Most recent cytogenetic stratifications tried to find the prognostic significance of rare alterations [(i.e. der(1;7), rearrangements of 3q, del(11q), del(12p), i(17q), +19 and +21, among others]. The frequencies of these alterations ranged among 0.2–0.7 %, and the respective percentages represent a low number of patients which may be reflected in differences in the assessed prognostic implications. However seems to be an apparent coincidence regarding the good prognostic associated with del(12p) and del(11q).16,21-23,25,31,34,45-46 Large study groups are important to obtain the minimum of 10 cases required to properly evaluate rare alterations in order to fulfill the ICWG criteria.76,95
Discussion and Conclusion
Cytogenetic information, in addition to the development of new technologies, has contributed an additional level of biologic understanding related to MDS clone. And far from becoming less relevant following the introduction of molecular, immunophenotypic, and histochemical staining techniques, the standard cytogenetic analysis is currently recommended for all MDS patients, retaining and increasing its importance in day-to-day clinical practice strategies.

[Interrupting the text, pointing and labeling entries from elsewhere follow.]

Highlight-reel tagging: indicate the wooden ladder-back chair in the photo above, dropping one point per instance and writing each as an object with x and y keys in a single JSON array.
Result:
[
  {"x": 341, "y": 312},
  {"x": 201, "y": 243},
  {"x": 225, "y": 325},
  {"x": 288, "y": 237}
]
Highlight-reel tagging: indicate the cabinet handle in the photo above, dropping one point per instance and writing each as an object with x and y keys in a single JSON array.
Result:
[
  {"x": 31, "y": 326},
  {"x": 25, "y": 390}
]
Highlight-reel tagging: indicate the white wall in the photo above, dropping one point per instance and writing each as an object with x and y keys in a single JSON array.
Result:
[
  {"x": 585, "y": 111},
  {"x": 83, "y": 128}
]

Although MDS are still heterogeneous, cytogenetic findings help to define subgroups of patients who share similarities in the course of the disease. There are recurring, non random cytogenetic alterations specially affecting chromosomes 5, 7, 8 and 20. While they do not suggest a therapeutic approach, except for the isolated del(5q), these aberrations have been considered as risk indicators from the time the original IPSS was published.9
Most recent cytogenetic stratifications tried to find the prognostic significance of less frequent alterations which has been longer included in the intermediate group.16,21-23,25,30-31,34,45-46 Moreover, monitoring of karyotype changes is suggested, not only to evaluate cytogenetic response to treatment but also to evaluate the acquisition of new cytogenetic alterations that are related to an unfavorable clinical outcome.96-97
The next step will be to search for unifying molecular abnormalities across the syndromes which would further refine classification, risk stratification, and, at the same time, provide potential and novel therapeutic targets. The use of approved therapeutic agents (lenalidomide, decitabine, and azacitidine) in MDS patients during the past decade has provided more information as well as more questions regarding this heterogeneous pathology because only a subgroup of patients will respond. Further insights into the biology of responding versus nonresponding patients are required to develop new adapted scoring systems based on large available information.